Lagarde also said that diffusion could be faster than in past technology cycles, because AI “runs on existing internet devices and communicates with users through human language,” even if compute capacity remains a bottleneck. She pointed to rapid advances in model development, with compute power doubling every six months.
For Europe, she said, the stakes are high. After falling behind the United States and China in earlier digital waves, the continent “cannot afford to make the same mistake again,” she said. European firms are already adopting generative AI at a rate similar to that in the United States, she said, but Europe must ensure that data spaces and infrastructure reduce rather than deepen strategic dependencies.

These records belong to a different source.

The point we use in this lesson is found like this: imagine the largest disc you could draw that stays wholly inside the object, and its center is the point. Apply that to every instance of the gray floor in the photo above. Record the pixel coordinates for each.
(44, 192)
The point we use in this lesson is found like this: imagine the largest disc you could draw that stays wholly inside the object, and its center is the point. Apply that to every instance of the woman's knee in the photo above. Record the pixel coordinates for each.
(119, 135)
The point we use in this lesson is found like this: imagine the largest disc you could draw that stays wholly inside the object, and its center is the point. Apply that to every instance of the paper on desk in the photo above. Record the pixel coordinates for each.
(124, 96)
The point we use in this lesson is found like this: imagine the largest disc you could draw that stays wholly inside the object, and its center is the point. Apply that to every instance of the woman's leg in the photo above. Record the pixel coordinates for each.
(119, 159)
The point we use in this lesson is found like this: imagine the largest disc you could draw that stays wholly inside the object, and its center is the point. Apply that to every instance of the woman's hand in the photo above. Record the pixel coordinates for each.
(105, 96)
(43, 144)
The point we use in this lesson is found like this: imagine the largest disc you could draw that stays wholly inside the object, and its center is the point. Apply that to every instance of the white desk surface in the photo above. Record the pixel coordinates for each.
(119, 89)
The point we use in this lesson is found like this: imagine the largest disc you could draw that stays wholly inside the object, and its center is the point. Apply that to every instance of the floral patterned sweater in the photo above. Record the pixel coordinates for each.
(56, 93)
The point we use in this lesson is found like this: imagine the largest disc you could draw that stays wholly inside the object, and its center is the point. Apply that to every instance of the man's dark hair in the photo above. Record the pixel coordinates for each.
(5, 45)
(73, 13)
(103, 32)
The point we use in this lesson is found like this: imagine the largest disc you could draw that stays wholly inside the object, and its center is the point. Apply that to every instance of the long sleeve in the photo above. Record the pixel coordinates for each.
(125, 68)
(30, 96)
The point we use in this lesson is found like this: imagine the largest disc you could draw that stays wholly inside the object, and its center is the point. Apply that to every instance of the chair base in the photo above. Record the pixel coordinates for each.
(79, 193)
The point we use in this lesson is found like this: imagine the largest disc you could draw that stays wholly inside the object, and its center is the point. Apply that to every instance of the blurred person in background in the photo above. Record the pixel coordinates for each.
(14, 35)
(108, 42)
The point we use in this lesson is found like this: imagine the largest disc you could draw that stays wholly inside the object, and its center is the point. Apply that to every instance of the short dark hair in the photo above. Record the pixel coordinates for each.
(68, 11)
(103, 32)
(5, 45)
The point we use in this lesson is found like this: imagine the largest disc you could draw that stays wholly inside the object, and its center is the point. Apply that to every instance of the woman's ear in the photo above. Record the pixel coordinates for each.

Lagarde said initiatives such as Manufacturing-X, Catena-X and the European Health Data Space show the potential for collaboration across sectors. But high energy costs, fragmented regulation and underdeveloped capital markets could slow adoption, with consequences extending “beyond losing the race in AI models,” she warned.
She argued that Europe should maintain minimum compute capacity, enforce interoperability in the application layer and diversify critical parts of the AI supply chain. If not, European industries could face further losses in competitiveness, she said.
Lagarde closed by stressing the urgency of the moment, citing AI researcher Demis Hassabis’ view that the coming technological shift would be “ten times bigger than the Industrial Revolution.”